Os jogos de hoje, pela Copa do Mundo, foram marcados pela emoção até o fim das partidas. Argentina 1 x 0 Suiça e Bélgica 2 x 1 Estados Unidos foram jogos que só ficaram definidos no apito final do árbitro. Em ambos, empates em 0 x 0 levaram a decisão para a prorrogação. No jogo do Itaquerão, tudo já se encaminhava para a disputa dos tiros livres da marca do pênalti, quando Lichtisteiner perdeu uma bola no meio de campo e permitiu um contra-ataque em que um passe genial de Messi para Di Maria resultou no gol da Argentina, aos 13 minutos do segundo tempo da prorrogação. Nem mesmo aí, o jogo diminuiu em intensidade. A Suiça ainda colocou uma bola na trave, e teve uma falta frontal ao gol a seu favor no último minuto dos acréscimos da prorrogação. Emoção em altíssimo grau. Não foi diferente na Arena Fonte Nova. A Bélgica, no tempo normal, acumulou chances para marcar, enquanto os Estados Unidos defendiam-se de maneira obstinada. A partida foi para a prorrogação e, logo no início, a Bélgica fez 1 x 0, ampliando o placar, mais tarde. A impressão é de que tudo, então, estava decidido, mas um gol dos Estados Unidos pôs fogo no jogo, que seguiu indefinido e empolgante até o fim. A Copa do Mundo de 2014 é, mesmo, um sucesso. Grandes jogos, muitos gols, estádios lotados e muita emoção. Os que apostaram no fracasso da competição quebraram a cara.
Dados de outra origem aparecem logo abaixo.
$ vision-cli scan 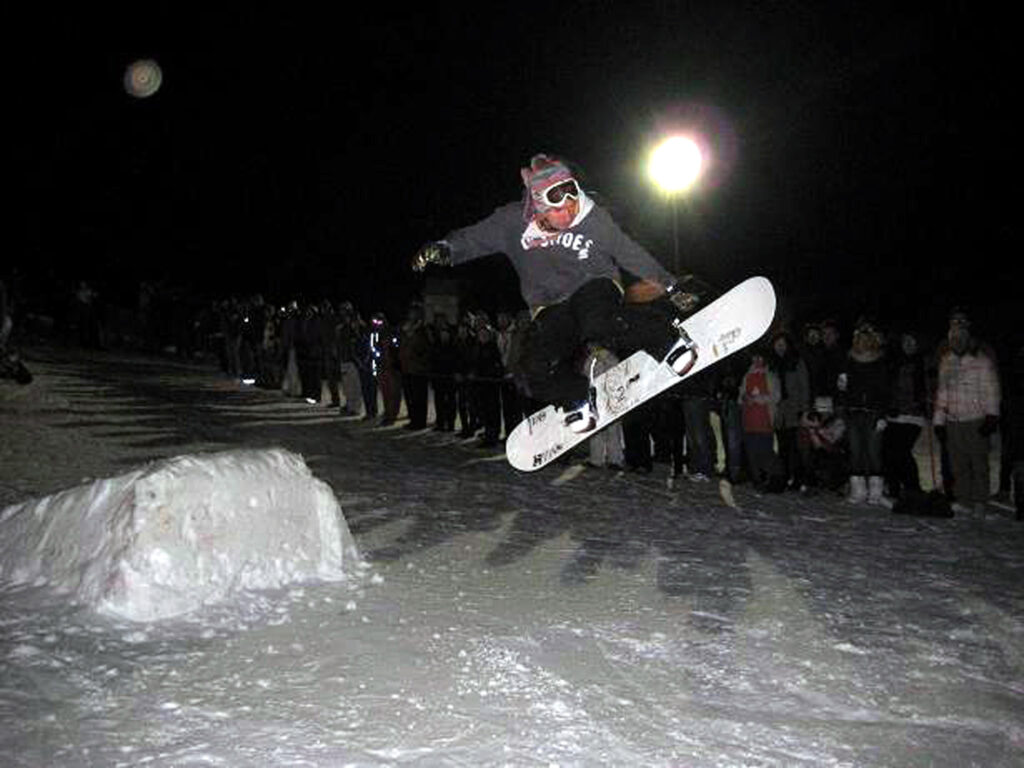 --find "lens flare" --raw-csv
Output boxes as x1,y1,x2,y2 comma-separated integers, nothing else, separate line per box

segunda-feira, 30 de junho de 2014

Dificuldades

Os favoritos dos jogos de hoje pela Copa do Mundo enfrentaram dificuldades, mas acabaram confirmando suas classificações para as quartas de final. No primeiro jogo do dia, a França venceu a Nigéria, por 2 x 0, no Mané Garrincha. A Nigéria opôs grande resistência, e o primeiro tempo terminou em 0 x 0. Porém, no segundo tempo, a melhor qualidade da França acabou por se impor. As seleções favoritas tem encontrado forte resistência de seus adversários menos conceituados, mas tem conseguido ir adiante na Copa, o que garante muita emoção para as fases mais decisivas, com grandes confrontos entre gigantes da história da competição. Uma dessas seleções gigantes, a Alemanha, foi a ganhadora do segundo jogo do dia. A Alemanha venceu a Argélia por 2 x 1, no Beira-Rio, mas o resultado só foi estabelecido na prorrogação. No tempo normal, houve empate em 0 x 0, e se uma vencedora houvesse, por merecimento, deveria ser a Argélia. Explorando as fragilidades defensivas da Alemanha, a Argélia perdeu várias chances de gol. Logo início da prorrogação vei o castigo, com a Alemanha abrindo o placar. No final, com as duas equipes pregadas em campo, a Alemanha fez seu segundo gol e, quando ninguém esperava mais nada, a não ser o final da partida, a Argélia descontou. Não houve tempo para uma reação que levasse a decisão para os tiros livres da marca do pênalti. Com os resultados de hoje, duas candidatas ao título terão de medir forças já nas quartas de final. França e Alemanha se enfrentarão na sexta-feira, num jogo que tem tudo para ser memorável. O futebol apresentado pela França, até aqui, foi mais consistente, mas a Alemanha, com sua obstinação característica, não pode ser menosprezada.